One of the few stories about Uncle Geordie to survive was about the time he was showing sheep at the New York State Fair. A bold stranger was caught yanking a tuft of wool from the back of one of the Miller prize-winning Cotswold sheep. The man was immediately shocked by the pain of having a handful of whiskers jerked from his beard by an angry Uncle Geordie, who scolded the man that wool, like hair, had roots deep in the skin; and sheep, like men, had feelings.

Image from Miller Family Fonds microfilm collection, copyright 1972, Archives of Ontario. Used with permission.


The above image is from an 1835 Scottish school exercise book belonging to John Miller. This was his final year in school, which he completed at age 17.

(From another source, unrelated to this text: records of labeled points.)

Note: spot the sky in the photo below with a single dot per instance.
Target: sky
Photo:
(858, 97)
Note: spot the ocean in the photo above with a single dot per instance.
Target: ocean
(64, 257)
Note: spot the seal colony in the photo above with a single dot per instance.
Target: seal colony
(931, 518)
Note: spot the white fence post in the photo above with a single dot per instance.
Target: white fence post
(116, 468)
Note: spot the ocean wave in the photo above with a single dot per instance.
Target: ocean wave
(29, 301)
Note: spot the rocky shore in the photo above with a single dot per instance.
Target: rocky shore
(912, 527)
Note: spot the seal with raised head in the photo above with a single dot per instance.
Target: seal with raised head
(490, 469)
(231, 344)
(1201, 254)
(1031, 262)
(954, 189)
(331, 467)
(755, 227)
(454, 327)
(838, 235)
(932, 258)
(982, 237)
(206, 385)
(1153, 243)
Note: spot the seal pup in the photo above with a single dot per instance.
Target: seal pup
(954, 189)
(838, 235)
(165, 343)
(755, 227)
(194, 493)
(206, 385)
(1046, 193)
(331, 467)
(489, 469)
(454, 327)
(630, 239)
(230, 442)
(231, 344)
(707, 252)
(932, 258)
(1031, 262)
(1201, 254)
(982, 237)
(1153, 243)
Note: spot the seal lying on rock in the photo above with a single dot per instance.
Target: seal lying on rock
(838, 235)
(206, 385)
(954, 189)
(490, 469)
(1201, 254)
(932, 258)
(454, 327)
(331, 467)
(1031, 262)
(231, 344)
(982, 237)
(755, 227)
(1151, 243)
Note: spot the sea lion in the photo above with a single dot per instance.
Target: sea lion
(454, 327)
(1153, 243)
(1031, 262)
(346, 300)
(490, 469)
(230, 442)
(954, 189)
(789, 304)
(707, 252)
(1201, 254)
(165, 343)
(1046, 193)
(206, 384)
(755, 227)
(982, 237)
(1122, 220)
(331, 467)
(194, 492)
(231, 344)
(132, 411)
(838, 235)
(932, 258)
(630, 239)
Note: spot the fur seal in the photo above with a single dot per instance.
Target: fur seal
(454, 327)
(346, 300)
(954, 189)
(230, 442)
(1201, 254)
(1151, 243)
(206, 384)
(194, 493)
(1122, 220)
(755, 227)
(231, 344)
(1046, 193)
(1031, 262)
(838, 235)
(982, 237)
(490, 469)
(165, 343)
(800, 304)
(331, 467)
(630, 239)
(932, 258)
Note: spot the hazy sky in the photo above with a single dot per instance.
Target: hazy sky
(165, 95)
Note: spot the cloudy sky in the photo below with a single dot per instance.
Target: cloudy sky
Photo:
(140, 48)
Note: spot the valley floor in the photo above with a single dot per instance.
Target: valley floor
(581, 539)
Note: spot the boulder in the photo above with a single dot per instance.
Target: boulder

John Miller was educated in the best school system in the world at that time. About 1700, Scotland organized the first national education system since ancient times, which resulted in the highest literacy rate in the English-speaking world, and was a factor in the extraordinary contributions made by Scottish intellectuals to the world in the 18th century (the Scottish Enlightenment).

The exercise book shows that he studied subjects including history, literature, mathematics, religion, and classics (Latin). It is said that mathematics was his best subject, and when he emigrated to Canada, he planned to be a surveyor.

The quality of penmanship is the same throughout the entire exercise book. In that era, unless you owned a printing press, all documents were handwritten. Clearly poor handwriting, particularly for commercial documents, was intolerable.